Just for fun. Ground up engine build.
Just for fun. Ground up engine build.
I'm a mechanical that lives at a machine shop all day. If I really wanted to I could make literally anything in that shop.
I've set my sights on an engine. What better to say I'm a mechanical engineer than design and build a ground up engine... only problem... Engines have a lot of chemistry in them too.
So this is what I have my sights on... a 150-200 hp @ 2400 rpm 7 cylinder NA SI radial. Yes, I would like to some day put it on an airplane (so weight is of concern), but if it never gets that far, it's okay. I just need something to keep me busy for the next year or so as the lady and I save up for a house.
I dug up my Norton and Mott Machine design books, purchased Heywood and Taylor ICE books, and a VW engine shop maintenance book... even found a very cool radial engine balancing paper from the 30's that's apparently still gospel. That being said and reading all this theory has left me a little interested in real world problems:
1)From what I can tell octane rating is at best a rough comparative estimate (seasonal blends, atmospheric changes temp, dry bulb, wet bulb, humidity, dew point blah blah a million other variables it seems) as to what pressure will cause the fuel to detonate. Obviously since hydrocarbons only have so much energy, obviously the higher the chamber pressure before ignition the better. So... Is there a table somewhere that has a rough estimate of octane numbers to ignition pressures? Or... Since other engines that seem to work well for my application run an 8:1 compression ratio running 100LL (av gas) and 93 octane mogas... should I just leave it at that and hope it works?
1.2) Secondary to that... I'm having a hard time trying to figure out what Aluminum alloy aside from A242... which no one I know can get in billet let alone cast... I've been thinking about using by FEA skills to thin-wall some other material in hopes to keep heat rejection at acceptable levels, possibly get rid of multiple thermal expansion values... Steel would be ideal if I can get it to work, brass would look awesome... not so great endurance limit, great thermal props... but that's beside the point. How thin I can make it is up to max cylinder pressure (p3). Which I'm not sure how to nail down not having a better understanding of how to deal with octane ratings.

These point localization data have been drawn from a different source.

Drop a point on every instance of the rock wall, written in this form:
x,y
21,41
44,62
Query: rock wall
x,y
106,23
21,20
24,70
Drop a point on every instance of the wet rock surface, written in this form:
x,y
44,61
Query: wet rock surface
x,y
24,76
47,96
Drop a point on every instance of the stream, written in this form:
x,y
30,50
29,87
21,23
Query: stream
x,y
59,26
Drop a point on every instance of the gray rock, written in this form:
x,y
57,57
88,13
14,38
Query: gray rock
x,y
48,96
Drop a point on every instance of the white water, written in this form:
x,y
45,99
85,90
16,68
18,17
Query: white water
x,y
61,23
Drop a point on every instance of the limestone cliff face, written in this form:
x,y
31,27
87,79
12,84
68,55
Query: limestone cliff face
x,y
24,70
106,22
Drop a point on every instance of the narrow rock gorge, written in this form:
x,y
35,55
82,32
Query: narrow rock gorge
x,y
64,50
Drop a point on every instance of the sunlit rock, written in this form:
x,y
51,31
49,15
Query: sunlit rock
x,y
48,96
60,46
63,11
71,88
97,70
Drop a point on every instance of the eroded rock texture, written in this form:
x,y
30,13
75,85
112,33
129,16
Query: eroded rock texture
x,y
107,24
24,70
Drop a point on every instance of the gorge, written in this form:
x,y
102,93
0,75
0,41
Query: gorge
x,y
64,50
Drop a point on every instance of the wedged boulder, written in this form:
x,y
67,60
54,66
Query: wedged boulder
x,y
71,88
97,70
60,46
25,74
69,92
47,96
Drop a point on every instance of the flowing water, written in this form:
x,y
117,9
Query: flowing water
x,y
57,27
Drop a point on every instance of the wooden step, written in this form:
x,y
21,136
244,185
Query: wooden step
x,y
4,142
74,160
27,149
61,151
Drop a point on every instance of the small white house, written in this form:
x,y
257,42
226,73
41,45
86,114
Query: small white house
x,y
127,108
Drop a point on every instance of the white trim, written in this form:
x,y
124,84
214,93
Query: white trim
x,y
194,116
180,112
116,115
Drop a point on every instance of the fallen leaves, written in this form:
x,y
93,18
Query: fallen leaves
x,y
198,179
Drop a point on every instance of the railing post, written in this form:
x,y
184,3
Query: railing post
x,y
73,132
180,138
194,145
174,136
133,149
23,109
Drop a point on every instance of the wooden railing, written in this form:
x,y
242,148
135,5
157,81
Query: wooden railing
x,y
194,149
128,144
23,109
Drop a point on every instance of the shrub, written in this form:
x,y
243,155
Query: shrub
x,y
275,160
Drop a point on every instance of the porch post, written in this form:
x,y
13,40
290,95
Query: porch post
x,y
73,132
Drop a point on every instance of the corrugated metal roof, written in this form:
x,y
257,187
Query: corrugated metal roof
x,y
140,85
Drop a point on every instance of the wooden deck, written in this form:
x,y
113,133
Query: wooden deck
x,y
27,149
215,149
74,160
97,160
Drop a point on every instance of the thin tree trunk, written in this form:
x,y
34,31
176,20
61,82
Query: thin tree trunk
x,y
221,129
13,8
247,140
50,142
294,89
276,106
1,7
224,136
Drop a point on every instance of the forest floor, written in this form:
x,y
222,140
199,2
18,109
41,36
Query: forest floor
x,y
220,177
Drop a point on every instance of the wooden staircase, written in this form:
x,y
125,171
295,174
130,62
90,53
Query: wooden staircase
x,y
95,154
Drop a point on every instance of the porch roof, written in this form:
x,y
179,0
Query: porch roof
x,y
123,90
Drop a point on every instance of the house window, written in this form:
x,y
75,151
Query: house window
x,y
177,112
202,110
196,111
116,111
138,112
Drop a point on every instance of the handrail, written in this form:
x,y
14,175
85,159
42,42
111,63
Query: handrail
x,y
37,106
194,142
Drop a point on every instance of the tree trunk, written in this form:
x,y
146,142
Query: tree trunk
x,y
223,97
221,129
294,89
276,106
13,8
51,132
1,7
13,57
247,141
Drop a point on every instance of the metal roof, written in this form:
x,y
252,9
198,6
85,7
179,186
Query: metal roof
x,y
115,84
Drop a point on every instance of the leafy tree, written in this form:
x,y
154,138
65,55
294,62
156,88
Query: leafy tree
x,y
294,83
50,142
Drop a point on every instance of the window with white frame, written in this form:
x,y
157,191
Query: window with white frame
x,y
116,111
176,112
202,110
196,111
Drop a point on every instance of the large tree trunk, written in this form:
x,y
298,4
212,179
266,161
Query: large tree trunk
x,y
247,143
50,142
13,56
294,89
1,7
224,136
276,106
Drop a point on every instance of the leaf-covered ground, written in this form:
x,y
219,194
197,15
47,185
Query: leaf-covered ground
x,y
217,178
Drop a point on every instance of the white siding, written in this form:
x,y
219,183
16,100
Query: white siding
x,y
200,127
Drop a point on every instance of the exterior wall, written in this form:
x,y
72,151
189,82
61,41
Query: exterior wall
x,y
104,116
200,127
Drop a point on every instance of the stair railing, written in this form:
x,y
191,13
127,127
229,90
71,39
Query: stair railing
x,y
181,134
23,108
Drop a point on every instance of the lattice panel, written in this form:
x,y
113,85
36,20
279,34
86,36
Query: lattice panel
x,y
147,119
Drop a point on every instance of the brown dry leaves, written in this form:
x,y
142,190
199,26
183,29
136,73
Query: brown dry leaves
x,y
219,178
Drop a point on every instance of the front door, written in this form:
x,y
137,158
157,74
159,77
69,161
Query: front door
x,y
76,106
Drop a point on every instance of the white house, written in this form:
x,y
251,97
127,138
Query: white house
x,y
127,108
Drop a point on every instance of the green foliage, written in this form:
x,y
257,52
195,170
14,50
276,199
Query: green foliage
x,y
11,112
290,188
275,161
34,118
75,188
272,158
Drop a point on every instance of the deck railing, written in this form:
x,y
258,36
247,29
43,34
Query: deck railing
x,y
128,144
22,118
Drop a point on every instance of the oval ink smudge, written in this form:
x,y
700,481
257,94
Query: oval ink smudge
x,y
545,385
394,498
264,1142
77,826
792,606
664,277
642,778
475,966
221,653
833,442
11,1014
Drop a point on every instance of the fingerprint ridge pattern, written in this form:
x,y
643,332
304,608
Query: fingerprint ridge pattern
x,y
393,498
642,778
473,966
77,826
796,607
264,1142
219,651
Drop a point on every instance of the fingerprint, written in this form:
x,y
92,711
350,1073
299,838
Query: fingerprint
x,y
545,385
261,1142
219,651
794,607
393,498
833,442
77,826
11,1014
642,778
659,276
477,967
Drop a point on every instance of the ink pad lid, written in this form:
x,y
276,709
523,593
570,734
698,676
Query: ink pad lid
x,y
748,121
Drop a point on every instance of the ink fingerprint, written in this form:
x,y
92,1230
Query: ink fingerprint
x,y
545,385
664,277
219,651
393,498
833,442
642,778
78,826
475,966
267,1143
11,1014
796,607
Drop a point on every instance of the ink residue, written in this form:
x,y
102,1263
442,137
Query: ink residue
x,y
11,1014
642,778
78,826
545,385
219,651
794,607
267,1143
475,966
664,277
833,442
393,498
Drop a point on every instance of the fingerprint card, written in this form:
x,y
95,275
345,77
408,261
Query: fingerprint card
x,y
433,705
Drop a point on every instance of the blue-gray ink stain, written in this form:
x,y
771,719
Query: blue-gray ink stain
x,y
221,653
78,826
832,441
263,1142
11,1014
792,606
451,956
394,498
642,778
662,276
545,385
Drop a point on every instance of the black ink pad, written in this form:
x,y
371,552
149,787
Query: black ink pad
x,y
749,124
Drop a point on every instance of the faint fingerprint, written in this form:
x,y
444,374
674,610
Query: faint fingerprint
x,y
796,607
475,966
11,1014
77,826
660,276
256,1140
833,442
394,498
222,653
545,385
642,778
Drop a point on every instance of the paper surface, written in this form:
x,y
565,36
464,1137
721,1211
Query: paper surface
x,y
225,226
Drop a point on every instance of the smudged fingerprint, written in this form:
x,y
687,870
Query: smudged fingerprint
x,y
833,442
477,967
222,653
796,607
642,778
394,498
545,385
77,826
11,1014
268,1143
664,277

So I plugged the numbers for naturally aspirated, isooctane, at 8:1... I ended up with about 230 psi at P2, and P3 was right about 1030 psi. Does that sound safe? I'm still playing with safety factor, but I think I'm okay with a SF of 1.2x for a good bit of ground testing. Anyone at Lycoming care to speak up? lol.
2) Leaded fuel... aside from it's octane enhancing characteristics which hopefully will be contained to my first question... Okay so really all I can seem to find is that with no lead = harder valve seal material. Is that it? The go to reference is apparently from 1954 "Iron or steel similar to the valve". Older Radials I've personally made replacements for had bearing bronze guides and seats. I'm guessing I can still run 100LL (Low Lead) in an engine with these "harder" seats?
3: Head design. The engine is going to be a pushrod, 2 valve per cylinder. It's just lighter that way. I'm thinking a domed head. Parallel valves would be nice, but I'm using a cam ring so its not like I'm going to get to entirely mitigate valve guide side loads anyway. That's all possibly useless information, but it might mean something to someone smarter than I. That being said... What's the deal with dual ignition (two spark plugs)? When I do a magneto check when flying I loose 50 rpm killing one of the plugs. Is it simply allowing the combustion process to happen faster...thus I gain more RPM... or is there a P2 pressure increase I need to be aware of over my calculation in 1.2?
Thanks ahead of time! Sorry if some of the questions are simple... this isn't my area of training. Yet.
Bonus: After reading the other thread about forced induction basically eliminating concerns about manifold design... that's pretty tempting.. especially seeing as how I think Rotec (only current mfg's of radials) do it for that reason. I'm not wanting to turbo, or for that matter turbo-normalize my system, I would rather have any % reliability over performance, but lets say I ran a straight vane impeller directly of the crank inside of the induction housing (its round on a radial) how much boost are we talking to get rid of worrying about geometry?